Pope Francis's visit to Philadelphia in September is expected to draw 1.5 million people to a Mass on Benjamin Franklin Parkway, an area more than 100 homeless people occupy on any given day.
With the parkway set to be cleared days before the pontiff's appearance, and an eight-foot fence being built for security purposes, some homeless residents say they're worried the pope's visit will leave them with nowhere to go.
One of them, George Creamer, 56, tried to approach Philadelphia Mayor Michael Nutter on Tuesday to protest, according to video footage captured by a bystander. One of the mayor's security guards is shown grabbing Creamer and pushing him to the ground, while the mayor leans down to help restrain the man. At one point, the guard wrapped a hand around the man's throat.
"My main role here was to really try to just calm him down and have him understand that no one's here to do anything to you; this is not about you," Nutter told Action News after the confrontation.

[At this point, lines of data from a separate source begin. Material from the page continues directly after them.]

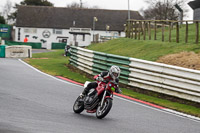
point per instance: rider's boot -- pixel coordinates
(85, 92)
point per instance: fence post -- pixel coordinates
(163, 31)
(128, 29)
(155, 28)
(140, 29)
(177, 32)
(135, 30)
(170, 31)
(186, 33)
(197, 32)
(144, 31)
(131, 29)
(149, 30)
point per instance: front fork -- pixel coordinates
(103, 98)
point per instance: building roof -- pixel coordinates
(63, 18)
(194, 4)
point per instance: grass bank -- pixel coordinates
(55, 63)
(147, 50)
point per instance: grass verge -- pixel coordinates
(54, 63)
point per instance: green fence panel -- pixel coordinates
(58, 45)
(73, 57)
(33, 44)
(103, 61)
(5, 31)
(2, 51)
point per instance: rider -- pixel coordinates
(112, 74)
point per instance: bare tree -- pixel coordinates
(163, 9)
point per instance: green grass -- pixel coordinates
(150, 49)
(56, 65)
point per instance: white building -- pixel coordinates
(74, 26)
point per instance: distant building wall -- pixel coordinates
(197, 14)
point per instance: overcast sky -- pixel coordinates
(136, 5)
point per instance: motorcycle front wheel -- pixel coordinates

Creamer told the TV station he's feeling anxious about the pontiff's visit and is not "a violent person."
"We're not gonna be allowed on the parkway when the pope comes, and that's where I sleep," Creamer said. "I only sleep down here when it's gonna rain."
Mark McDonald, the mayor's press secretary, told The Huffington Post his office is working with partners at the World Meeting of Families and the U.S. Secret Service to develop a plan for the papal visit. He said he wasn't prepared to discuss arrangements for the individuals who sleep on the parkway.
Nutter tried to institute a ban on feeding homeless people in public spaces in 2012, which he said was an attempt to get them indoors where they could receive mental health services. Opponents, many of them church groups, argued the measure would take a major toll on poor people living in the parkway. A month later, a federal judge blocked the ban.
Will O'Brien, special projects coordinator at Philadelphia homelessness organization Project HOME, said outreach teams staffed by formerly homeless residents will be going to the parkway in the coming days to try to clear up any fears.
"We need to start dialoging with people on the streets now so they're aware of what's happening, and hear their concerns," O'Brien told HuffPost.
Most security measures for the pope's visit are being put in place by the Secret Service, O'Brien said, but the outreach teams will help city officials take necessary actions sensitively.
"During the period when the security area is cleared out, some of our outreach teams will be able to work with the police to ensure that things go smoothly," O'Brien said.
One goal, O'Brien added, is to make sure officials don't give homeless people the message they can't attend the Mass as part of the general public.
"They should be as welcome as anybody else," O'Brien said.
After Pope Francis's visit to the Philippines in January, information came to light that the government had "relocated" nearly 500 homeless people from the streets of Manila.
Sister Mary Scullion, Project HOME president, promised that no such measures would be taken in the City of Brotherly Love, telling The Philadelphia Inquirer: "There will be no attempt to hide the homeless or pretend we don't have these issues."
O'Brien said he hopes to work with the city to reserve several tickets to the front area at the Mass for people who are poor and homeless, "because we think Pope Francis would do something like that."